Finita la messa noi bambine andavamo in refettorio dove c’era in bella vista il regalo, che consisteva in un gioco o vestiario, una bella tazza fumante di cioccolata, in una tazzina a fiori, che conservo tutt’ora come una sacra reliquia, e una bella fetta di panettone.
Un anno suor Mameli a ogni sezione regalò le biciclette. Quanto ci siamo divertite!
Il giorno di Natale per pranzo c’era l’agnello, gli gnocchetti, i piselli, il panettone, la frutta secca, e suor Rosalia ci dava (alle più grandette) un goccio di moscato che teneva conservato in un armadio e che glielo portava la cognata da Sorso.

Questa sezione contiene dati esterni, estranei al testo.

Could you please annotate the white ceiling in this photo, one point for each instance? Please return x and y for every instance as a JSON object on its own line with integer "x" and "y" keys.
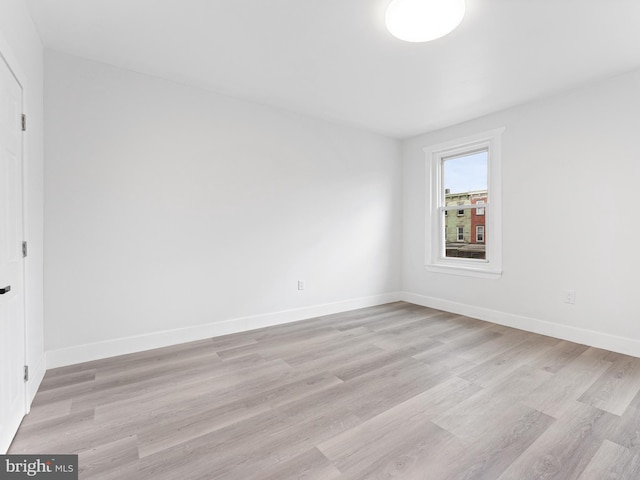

La sera nel grande salone veniva proiettato il film, ricordo le grandi pellicole che le suore prendevano in affitto dalle suore Paoline, all’epoca andava di moda Ioselito, Ciccio e Franco, film storici e religiosi.
Le mie festività avevano una nota dolente, quella della presenza di mia madre, che pur abitando al mercato, a 10 minuti di strada dal Rifugio, si ricordava di me solo due volte l’anno, Natale e Pasqua e veniva a prendermi per portarmi a casa sua.
Io non ci volevo andare e in più di un’occasione riuscivo a spuntarla e a rimanere al Rifugio, ma a volte mi minacciava che se non fossi andata a casa sua mi avrebbe ritirava dall’istituto per cui a malincuore ero costretta a seguirla, ma la mia mente rimaneva li…presso quella grande famiglia che festeggiava senza di me.
Da adulta ho cercato di ritrovare l’atmosfera di quel Natale soprattutto nella novena, ma la magia del mio Natale al Rifugio era ormai svanita.